2026年06月26日 (金)

学びの風景「子ども家庭福祉」―子ども虐待に気づくために―

初等教育学科1年生開講の「子ども家庭福祉」(赤木拓人講師担当)の授業をご紹介します。
この授業では、子どもや子育て家庭の抱える課題を解決するための制度や保育所を含む児童福祉施設等について学んでいます。
今回のテーマは、「子ども虐待、ドメスティック・バイオレンスとその防止」です。子ども虐待の定義や現状を学ぶとともに、虐待を防止する必要性と、保育士に何ができるのかを考えました。
まず、映像教材を視聴し、子ども虐待を受けた経験が、その後の成長や生活、人との関係などにどのような影響を与えうるのかを考えました。子ども虐待は、その場限りの問題ではなく、子どもの育ちやその後の人生にも関わりうることを学びました。また、ドメスティック・バイオレンスについても、家庭内の大人同士だけの問題として捉えるのではなく、そこで生活する子どもの安全や心身に影響しうる問題として考えました。
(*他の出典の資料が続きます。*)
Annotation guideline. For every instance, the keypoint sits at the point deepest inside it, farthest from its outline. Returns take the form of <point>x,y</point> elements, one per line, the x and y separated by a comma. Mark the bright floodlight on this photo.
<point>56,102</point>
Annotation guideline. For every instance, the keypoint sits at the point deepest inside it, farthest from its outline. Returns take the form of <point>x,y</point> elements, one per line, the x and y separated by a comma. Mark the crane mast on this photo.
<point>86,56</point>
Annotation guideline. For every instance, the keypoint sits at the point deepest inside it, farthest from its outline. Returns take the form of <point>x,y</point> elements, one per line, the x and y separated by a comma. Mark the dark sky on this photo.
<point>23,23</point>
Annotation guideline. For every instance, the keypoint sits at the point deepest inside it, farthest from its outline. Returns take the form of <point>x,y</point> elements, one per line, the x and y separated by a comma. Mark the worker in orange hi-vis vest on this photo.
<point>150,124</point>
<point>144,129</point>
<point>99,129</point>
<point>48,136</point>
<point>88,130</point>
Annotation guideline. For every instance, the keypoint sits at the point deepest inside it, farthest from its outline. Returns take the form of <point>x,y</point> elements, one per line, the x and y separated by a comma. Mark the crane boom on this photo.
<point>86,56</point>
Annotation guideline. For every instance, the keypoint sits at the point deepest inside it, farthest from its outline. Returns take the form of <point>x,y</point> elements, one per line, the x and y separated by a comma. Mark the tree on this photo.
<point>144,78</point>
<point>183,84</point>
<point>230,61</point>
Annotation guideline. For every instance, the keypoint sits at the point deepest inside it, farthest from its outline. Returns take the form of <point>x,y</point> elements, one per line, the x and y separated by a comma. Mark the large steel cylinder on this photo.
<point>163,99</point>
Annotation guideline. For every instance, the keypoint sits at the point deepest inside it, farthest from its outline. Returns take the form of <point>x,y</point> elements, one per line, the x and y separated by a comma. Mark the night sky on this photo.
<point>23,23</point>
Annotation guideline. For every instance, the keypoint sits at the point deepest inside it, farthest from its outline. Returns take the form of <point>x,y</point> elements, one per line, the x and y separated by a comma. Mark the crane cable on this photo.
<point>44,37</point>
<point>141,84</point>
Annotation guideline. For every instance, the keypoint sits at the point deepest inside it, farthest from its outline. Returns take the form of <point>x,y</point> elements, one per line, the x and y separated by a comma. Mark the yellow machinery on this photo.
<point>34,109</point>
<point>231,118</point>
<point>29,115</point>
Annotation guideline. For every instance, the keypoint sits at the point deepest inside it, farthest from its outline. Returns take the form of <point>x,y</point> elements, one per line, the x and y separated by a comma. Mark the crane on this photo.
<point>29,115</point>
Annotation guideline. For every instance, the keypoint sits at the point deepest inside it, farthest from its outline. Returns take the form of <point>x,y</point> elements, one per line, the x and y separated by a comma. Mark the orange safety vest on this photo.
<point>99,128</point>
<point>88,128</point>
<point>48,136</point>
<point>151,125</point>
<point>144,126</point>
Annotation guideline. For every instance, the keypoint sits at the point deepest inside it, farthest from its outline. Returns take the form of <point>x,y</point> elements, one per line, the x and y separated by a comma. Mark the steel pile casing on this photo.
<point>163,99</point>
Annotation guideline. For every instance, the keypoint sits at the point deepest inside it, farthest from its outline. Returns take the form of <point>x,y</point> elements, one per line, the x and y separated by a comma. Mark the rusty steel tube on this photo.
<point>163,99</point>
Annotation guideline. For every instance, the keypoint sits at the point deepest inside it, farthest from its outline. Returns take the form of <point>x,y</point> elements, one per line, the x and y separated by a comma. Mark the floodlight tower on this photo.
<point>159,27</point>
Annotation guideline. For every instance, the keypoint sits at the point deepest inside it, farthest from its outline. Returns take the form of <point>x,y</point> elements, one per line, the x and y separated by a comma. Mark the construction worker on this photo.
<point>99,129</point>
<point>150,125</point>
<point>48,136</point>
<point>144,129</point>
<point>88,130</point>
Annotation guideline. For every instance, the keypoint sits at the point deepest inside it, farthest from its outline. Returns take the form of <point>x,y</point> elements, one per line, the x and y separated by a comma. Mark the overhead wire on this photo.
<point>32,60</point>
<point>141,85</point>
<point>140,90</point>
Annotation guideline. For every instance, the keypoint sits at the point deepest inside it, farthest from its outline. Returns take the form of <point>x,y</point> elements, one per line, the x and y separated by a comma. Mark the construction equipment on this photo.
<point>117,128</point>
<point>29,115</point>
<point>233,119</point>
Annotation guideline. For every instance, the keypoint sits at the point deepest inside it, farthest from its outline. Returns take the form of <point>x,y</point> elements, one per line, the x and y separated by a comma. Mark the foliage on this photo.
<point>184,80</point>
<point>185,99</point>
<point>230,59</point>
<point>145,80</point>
〈映像教材を視聴し、子ども虐待がその後の人生に与えうる影響について考える様子〉.jpg
〈映像教材を視聴し、子ども虐待がその後の人生に与えうる影響について考える様子〉

続いて、保育所での場面を想定した事例を用いて、子ども虐待への「気づき」について学びました。学生は、まず個人で事例を読み、虐待が疑われる事実を文章中から書き抜きました。その後、グループで互いの着眼点を確認しながら、子どもの様子や保護者との関わりの中に、どのような気になるサインが表れているのかを検討しました。
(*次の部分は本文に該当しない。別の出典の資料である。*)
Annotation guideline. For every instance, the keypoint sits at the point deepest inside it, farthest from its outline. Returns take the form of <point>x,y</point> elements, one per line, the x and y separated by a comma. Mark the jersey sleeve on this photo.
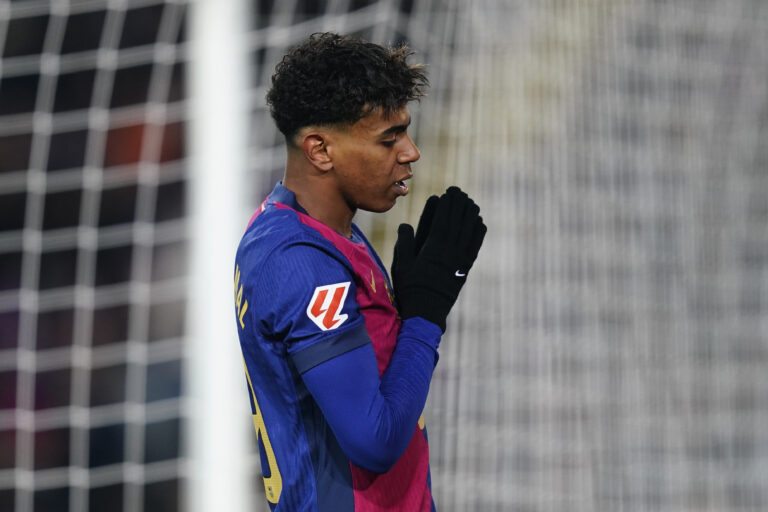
<point>304,295</point>
<point>373,417</point>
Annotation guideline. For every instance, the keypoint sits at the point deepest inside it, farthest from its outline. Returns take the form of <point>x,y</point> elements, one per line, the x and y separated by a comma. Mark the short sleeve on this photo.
<point>304,295</point>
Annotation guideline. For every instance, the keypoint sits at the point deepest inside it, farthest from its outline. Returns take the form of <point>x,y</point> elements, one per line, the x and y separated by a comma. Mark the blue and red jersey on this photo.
<point>336,381</point>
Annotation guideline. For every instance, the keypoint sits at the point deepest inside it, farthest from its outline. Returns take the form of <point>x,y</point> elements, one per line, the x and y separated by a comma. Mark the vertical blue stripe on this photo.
<point>333,478</point>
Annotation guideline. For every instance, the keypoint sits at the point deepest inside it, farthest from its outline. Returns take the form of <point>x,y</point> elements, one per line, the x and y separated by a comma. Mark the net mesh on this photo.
<point>608,352</point>
<point>92,255</point>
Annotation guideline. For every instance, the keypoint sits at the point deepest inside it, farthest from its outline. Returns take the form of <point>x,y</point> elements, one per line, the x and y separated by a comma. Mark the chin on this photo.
<point>377,208</point>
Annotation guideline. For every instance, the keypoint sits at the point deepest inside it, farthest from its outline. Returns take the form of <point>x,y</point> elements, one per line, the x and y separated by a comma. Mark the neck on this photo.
<point>320,200</point>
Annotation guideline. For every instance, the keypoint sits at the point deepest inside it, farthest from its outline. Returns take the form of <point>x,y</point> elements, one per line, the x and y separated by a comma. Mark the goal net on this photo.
<point>609,351</point>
子ども虐待への対応では、一つの情報だけで虐待と決めつけることはできません。一方で、「何となく気になる」という感覚をそのままにせず、事実を丁寧に捉え、周囲の保育者と共有することが、子どもを守るための第一歩になります。日常的に子どもや家庭と関わる保育士だからこそ、小さな変化に気づける可能性があります。

保育者を目指す学生に、まずは子ども虐待が身近な社会の中に存在する現実を知ってほしいと思います。そして、子どもからのサインを「見つけられるか」だけではなく、「気づこうとする姿勢」を身につけてほしいと考えています。今回の学びが、子どもの安全と権利を守る保育実践につながることを願っています。